How important is it for potential Italian investors to receive encouraging messages from Serbia, to understand that they can count on the unwavering support of both our Government and Confindustria Serbia?

— It is crucial! Bottomline, this is my main job as president. It is for this reason that I always want to remember that, beyond my role in Confindustria, before anything else, I am an Italian entrepreneur who decided to invest in Serbia around ten years ago. I am satisfied with the choice I made, which is why I’m fully convinced to recommend it to anyone considering this country. The economic continuity demonstrated by Serbia, even through political crises, demonstrates the country’s maturity and its desire for growth. Furthermore, I have a lot of confidence in the work of our office and in the entire Italian business community generally, which can support not only Italian companies, but all European companies. The support of the Government, ministers and authorities has never been lacking. We have always found collaboration and pragmatism.

The second Business Forum of Serbian and Italian Entrepreneurs was held in Trieste recently and brought together more than 200 companies. How important are such events for our two countries and our cooperation?

— The Business Forum was a success. More than 15 representatives of our governments participated, including Italian Foreign Minister Antonio Tajani and Serbian Prime Minister Miloš Vučević. In addition to a strong political presence, there was a significant participation of financial institutions… SACE, SIMEST and CDP all have their own offices in Belgrade. This means that the Italian Government not only believes in relations with Serbia, but that it tangibly encourages companies to internationalise in this country. Five bilateral agreements were signed in Trieste, enabling the launch of concrete collaborations between Italy and Serbia in the sectors of infrastructure, energy, telecommunications and decarbonisation. The Forum provided a chance for over 150 Italian companies to meet potential partners and clients among the 100 Serbian companies that participated. “I also want to express my sincere gratitude for the excellent collaboration we have with the Embassy of Italy in Belgrade, H.E. Luca Gori and his team.”

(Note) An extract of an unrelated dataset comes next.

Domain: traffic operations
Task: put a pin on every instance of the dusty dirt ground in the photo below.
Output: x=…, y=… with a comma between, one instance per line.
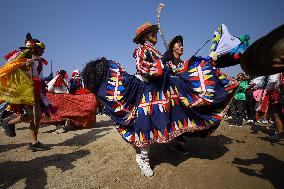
x=99, y=158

Considering that Europe is increasingly opening up to the Balkans, does the intensification of relations between Italy and Serbia represent a crucial factor for enhancing stability and economic development in the Balkans?

— We are natural partners thanks also to our geographical proximity. We must have the ability to see what the world will be like in ten years, and in that context I want to see Serbia in the European Union. That’s because the European integration process is not complete without Serbia. It has been said for years that the U.S. creates, China copies and the EU regulates. Europe must regain its role and position as the leading continent in the creation and production of ideas and products. We must have a common industrial strategy and must remove the obstacles – whether infrastructural or bureaucratic – that currently limit our ability to compete. But History has taught us that commercial relations aren’t always enough to stop wars. It is for this reason, besides the process of economic integration, that we need to work together to strengthen the common European spirit.